とりあえず、自分達で決めていたのは、「紙の使用量は気にしない」ということ。基本的に「child labor」に関する論文は全て検索して打ち出して読みまくりました。A4の大きなファイル4~5冊分になったでしょうか。コピー代も紙代も、親に申し訳ないことをしました! でも、その紙があることで、「少なくともこれはやったんだ」という自信になりました。
板垣さん)
調べてみてわかったのは、インターネットの情報だけでは限界があるということです。だから、親や先生に教えてもらった政治や経済関係のの本や雑誌など、信ぴょう性のある情報をいろいろ読んで、特にエチオピアの歴史やこれまでの児童労働のあり方について勉強しました。
*準備はどのくらいの期間したのですか。
板垣さん)
学校内で出場者の予選があったので、夏休み中はその準備をして、9月上旬に出場が決まり、本大会の出場が決まったのが9月の中旬でした。でも、エチオピアの代表と決まったのが修学旅行中で、「えーっ、1週間準備できない!」って、あれはあせりました。エチオピアになるとは思わなかったんですよ。希望で出したのはブラジル、ケニア、カンボジアでしたから。

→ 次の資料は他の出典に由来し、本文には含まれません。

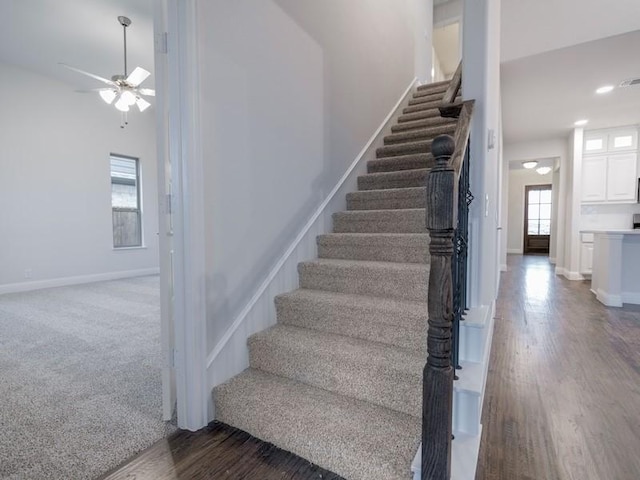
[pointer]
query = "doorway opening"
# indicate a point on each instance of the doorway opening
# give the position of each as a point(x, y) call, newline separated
point(537, 219)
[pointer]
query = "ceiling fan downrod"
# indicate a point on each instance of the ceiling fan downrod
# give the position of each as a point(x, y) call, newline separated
point(125, 22)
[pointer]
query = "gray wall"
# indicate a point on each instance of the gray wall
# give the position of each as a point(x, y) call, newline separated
point(291, 90)
point(55, 187)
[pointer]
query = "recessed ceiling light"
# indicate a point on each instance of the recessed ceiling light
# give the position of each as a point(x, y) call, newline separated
point(605, 89)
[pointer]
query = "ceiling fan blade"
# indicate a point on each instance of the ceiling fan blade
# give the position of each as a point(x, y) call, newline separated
point(102, 79)
point(142, 104)
point(94, 90)
point(138, 76)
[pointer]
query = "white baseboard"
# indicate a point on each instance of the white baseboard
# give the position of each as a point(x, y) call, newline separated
point(77, 280)
point(631, 297)
point(230, 354)
point(609, 299)
point(575, 276)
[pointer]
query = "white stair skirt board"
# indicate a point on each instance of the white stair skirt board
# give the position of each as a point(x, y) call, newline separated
point(77, 280)
point(468, 398)
point(464, 457)
point(230, 355)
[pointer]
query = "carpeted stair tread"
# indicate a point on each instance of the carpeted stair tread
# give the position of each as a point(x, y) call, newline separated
point(408, 220)
point(373, 372)
point(434, 87)
point(399, 179)
point(377, 247)
point(403, 281)
point(421, 134)
point(355, 439)
point(424, 114)
point(414, 161)
point(395, 322)
point(387, 199)
point(422, 106)
point(421, 97)
point(424, 123)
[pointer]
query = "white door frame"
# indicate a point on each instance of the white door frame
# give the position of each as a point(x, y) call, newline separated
point(189, 273)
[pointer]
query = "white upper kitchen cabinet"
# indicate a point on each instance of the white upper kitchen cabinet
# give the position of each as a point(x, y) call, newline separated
point(610, 166)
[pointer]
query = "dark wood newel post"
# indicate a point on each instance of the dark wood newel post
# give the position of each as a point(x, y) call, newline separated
point(437, 390)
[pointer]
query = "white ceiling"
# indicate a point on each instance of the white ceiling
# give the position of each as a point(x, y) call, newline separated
point(531, 27)
point(543, 95)
point(38, 34)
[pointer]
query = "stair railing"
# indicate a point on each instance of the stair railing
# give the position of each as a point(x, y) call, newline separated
point(448, 199)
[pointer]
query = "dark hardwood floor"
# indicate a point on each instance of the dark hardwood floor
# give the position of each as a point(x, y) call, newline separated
point(563, 394)
point(217, 452)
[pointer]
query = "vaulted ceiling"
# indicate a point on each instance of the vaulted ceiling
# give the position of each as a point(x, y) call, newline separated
point(38, 34)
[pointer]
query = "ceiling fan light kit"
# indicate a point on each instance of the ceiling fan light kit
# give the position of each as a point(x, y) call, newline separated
point(123, 89)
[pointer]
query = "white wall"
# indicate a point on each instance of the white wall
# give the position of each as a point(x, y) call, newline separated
point(481, 81)
point(55, 191)
point(518, 180)
point(291, 92)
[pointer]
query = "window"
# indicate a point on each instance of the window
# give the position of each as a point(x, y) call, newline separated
point(125, 202)
point(539, 211)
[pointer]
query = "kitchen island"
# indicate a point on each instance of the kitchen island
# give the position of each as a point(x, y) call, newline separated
point(615, 277)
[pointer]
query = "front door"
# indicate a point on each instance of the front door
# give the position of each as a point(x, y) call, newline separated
point(537, 219)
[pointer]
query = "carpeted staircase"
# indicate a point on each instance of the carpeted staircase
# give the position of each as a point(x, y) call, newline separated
point(338, 380)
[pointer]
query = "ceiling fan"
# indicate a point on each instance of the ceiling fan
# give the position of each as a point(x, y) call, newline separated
point(125, 89)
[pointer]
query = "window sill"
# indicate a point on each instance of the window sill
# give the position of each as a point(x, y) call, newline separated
point(120, 249)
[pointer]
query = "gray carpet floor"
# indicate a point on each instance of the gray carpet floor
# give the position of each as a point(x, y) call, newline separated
point(80, 383)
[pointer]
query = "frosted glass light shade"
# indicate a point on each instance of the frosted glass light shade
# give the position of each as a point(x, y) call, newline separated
point(108, 96)
point(122, 105)
point(128, 97)
point(142, 104)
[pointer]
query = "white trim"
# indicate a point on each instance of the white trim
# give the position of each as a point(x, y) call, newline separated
point(609, 299)
point(188, 214)
point(574, 276)
point(319, 211)
point(631, 297)
point(77, 280)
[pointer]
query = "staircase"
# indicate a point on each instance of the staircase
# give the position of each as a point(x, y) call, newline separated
point(338, 380)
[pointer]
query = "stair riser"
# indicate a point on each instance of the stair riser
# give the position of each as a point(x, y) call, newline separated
point(421, 107)
point(402, 285)
point(412, 117)
point(430, 88)
point(395, 164)
point(419, 135)
point(420, 124)
point(353, 320)
point(405, 221)
point(417, 179)
point(403, 149)
point(397, 203)
point(388, 388)
point(420, 97)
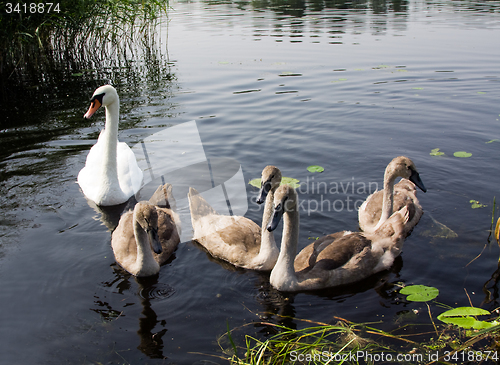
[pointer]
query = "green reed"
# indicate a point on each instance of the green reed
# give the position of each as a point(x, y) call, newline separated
point(85, 34)
point(353, 343)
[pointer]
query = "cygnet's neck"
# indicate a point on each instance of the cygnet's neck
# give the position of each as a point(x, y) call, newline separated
point(268, 252)
point(145, 262)
point(283, 275)
point(388, 197)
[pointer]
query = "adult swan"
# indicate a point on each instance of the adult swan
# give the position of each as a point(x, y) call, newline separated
point(111, 174)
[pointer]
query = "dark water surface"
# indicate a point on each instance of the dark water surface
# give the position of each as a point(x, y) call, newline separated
point(347, 86)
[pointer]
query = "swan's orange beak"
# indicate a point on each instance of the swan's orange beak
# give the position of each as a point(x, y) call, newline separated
point(94, 105)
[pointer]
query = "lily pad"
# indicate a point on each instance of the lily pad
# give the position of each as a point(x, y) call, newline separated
point(464, 317)
point(476, 204)
point(288, 73)
point(419, 293)
point(315, 168)
point(436, 152)
point(462, 154)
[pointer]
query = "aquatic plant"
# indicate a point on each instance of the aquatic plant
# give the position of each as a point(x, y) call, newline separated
point(40, 44)
point(346, 342)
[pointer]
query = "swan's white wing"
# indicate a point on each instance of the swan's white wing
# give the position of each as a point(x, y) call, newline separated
point(129, 173)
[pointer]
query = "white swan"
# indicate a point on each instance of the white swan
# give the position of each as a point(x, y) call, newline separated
point(336, 259)
point(111, 174)
point(379, 206)
point(146, 229)
point(238, 240)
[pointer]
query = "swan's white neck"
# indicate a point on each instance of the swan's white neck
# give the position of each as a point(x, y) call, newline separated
point(110, 143)
point(283, 275)
point(268, 252)
point(145, 263)
point(388, 198)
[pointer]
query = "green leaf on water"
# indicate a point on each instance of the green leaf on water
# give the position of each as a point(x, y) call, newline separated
point(255, 182)
point(462, 154)
point(315, 168)
point(463, 317)
point(476, 204)
point(436, 152)
point(419, 293)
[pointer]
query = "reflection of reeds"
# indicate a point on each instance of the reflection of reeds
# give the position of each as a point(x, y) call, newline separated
point(82, 35)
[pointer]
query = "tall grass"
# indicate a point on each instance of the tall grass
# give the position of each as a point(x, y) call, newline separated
point(356, 343)
point(39, 48)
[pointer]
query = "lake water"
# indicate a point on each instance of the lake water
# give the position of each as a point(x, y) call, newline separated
point(347, 86)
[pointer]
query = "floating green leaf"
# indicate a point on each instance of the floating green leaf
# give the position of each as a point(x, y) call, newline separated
point(315, 168)
point(419, 293)
point(436, 152)
point(463, 317)
point(476, 204)
point(255, 182)
point(462, 154)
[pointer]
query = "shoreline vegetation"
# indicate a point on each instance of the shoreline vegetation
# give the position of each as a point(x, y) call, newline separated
point(42, 48)
point(346, 342)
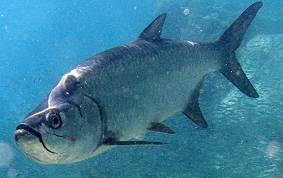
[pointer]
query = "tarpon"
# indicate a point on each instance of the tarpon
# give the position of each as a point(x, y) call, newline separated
point(121, 93)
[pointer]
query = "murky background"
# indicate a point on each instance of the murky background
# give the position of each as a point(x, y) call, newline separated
point(42, 40)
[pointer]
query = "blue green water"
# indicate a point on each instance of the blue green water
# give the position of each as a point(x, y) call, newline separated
point(41, 40)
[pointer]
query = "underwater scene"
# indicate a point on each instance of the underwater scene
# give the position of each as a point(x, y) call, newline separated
point(42, 40)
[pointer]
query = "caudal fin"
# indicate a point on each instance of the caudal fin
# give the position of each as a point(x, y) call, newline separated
point(229, 42)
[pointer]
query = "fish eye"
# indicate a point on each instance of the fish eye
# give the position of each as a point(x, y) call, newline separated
point(54, 120)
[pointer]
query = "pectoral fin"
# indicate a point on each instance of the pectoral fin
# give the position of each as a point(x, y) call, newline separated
point(192, 109)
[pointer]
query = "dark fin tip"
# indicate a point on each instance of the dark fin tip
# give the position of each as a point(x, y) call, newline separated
point(229, 42)
point(154, 30)
point(192, 110)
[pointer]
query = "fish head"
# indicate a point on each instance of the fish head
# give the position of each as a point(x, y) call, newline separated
point(68, 130)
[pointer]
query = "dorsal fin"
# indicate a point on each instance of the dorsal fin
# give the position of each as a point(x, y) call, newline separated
point(153, 31)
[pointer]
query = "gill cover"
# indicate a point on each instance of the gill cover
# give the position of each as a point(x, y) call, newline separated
point(62, 130)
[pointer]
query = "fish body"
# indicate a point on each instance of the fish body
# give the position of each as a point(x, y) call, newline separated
point(121, 93)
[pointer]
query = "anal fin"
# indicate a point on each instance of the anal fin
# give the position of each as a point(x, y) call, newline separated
point(192, 109)
point(159, 127)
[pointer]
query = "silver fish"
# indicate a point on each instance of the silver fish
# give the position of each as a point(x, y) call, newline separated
point(121, 93)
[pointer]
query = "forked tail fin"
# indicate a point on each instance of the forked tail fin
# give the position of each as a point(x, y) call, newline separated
point(229, 42)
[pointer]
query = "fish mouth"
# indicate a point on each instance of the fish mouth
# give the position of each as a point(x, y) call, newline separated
point(26, 133)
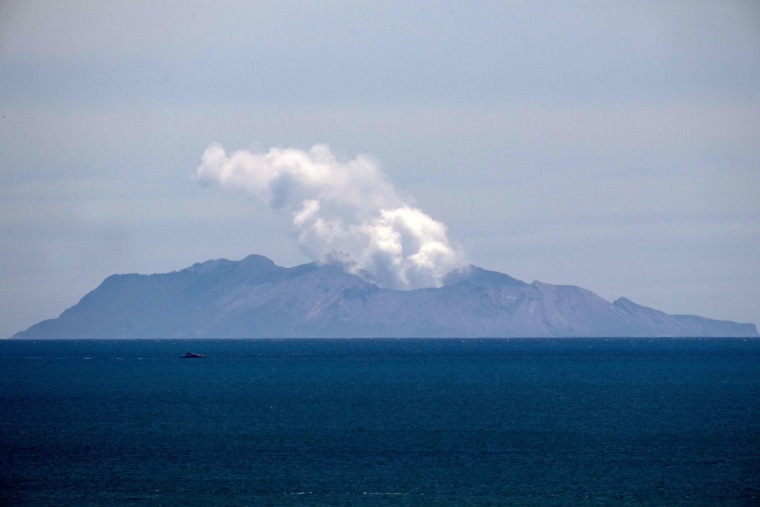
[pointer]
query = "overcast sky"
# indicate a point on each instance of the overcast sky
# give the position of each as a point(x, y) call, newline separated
point(610, 145)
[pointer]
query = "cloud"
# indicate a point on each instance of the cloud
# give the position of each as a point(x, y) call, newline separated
point(346, 212)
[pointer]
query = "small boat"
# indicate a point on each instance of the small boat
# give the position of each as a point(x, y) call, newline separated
point(193, 355)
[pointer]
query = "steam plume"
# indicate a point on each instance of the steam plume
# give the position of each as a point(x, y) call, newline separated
point(347, 212)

*出場するには、英語は相当できないとダメじゃないかと思いますが、実際はどうですか。
高佐さん)
私は9歳から12歳までオーストラリアにいましたが、英語ができる・できないにかかわらず誰にでもできると思います。ただ、英語ができると事前のリサーチでたくさんの英文の文献を読むのは有利かなと思います。
板垣さん)
私は6歳から12歳までアメリカとイギリスに住んでいました。決議案を書く時に、英語が書けるから任された、というのはあると思います。でも、大事なのは英語より内容だと思います。帰国子女の人がいない学校も毎年出場していますし、頭の中で自分達の国の政策をよくわかった上で、他の国の意見を聞いて、まとめることが一番大事だと思いました。
*将来について教えてください。
板垣さん)
私は、医者になりたいと思っています。模擬国連で、「貧困」がテーマだった時も、医療の問題が大きいことを見ていたので、「お金がないからきちんとした医療が受けられない」ということを社会からなくしていきたいと思っています。また、テレビのドキュメンタリーなどでアフリカなどの貧困地域の医療に携わる医者の姿を見て、あのような現場で社会貢献できるようになりたいと思っています。
高佐さん)
今まで高校生の自分なんかでは何もできないと思っていましたが、今回の経験で人って本当にすごい、ということがよくわかりました。世界で起きていることは他人事じゃない。自分も何かできる人になりたい、と思います。
◇優秀賞
大阪教育大学付属高校池田校舎Aチーム
[モロッコ]
中村詩音さん(2年生・写真右から4人目)、
山田修平君(2年生・右から5人目)
グループ内をまとめあげるための発言や行動と、粘り強い交渉力が高く評価されました。
*出場しようと思ったきっかけを教えてください。
中村さん)
学校では、ユネスコ部に入っています。小学校6年生までアメリカにいたこともあって、国際関係にはずっと興味を持っています。ほとんど趣味の領域でしょうか(笑)。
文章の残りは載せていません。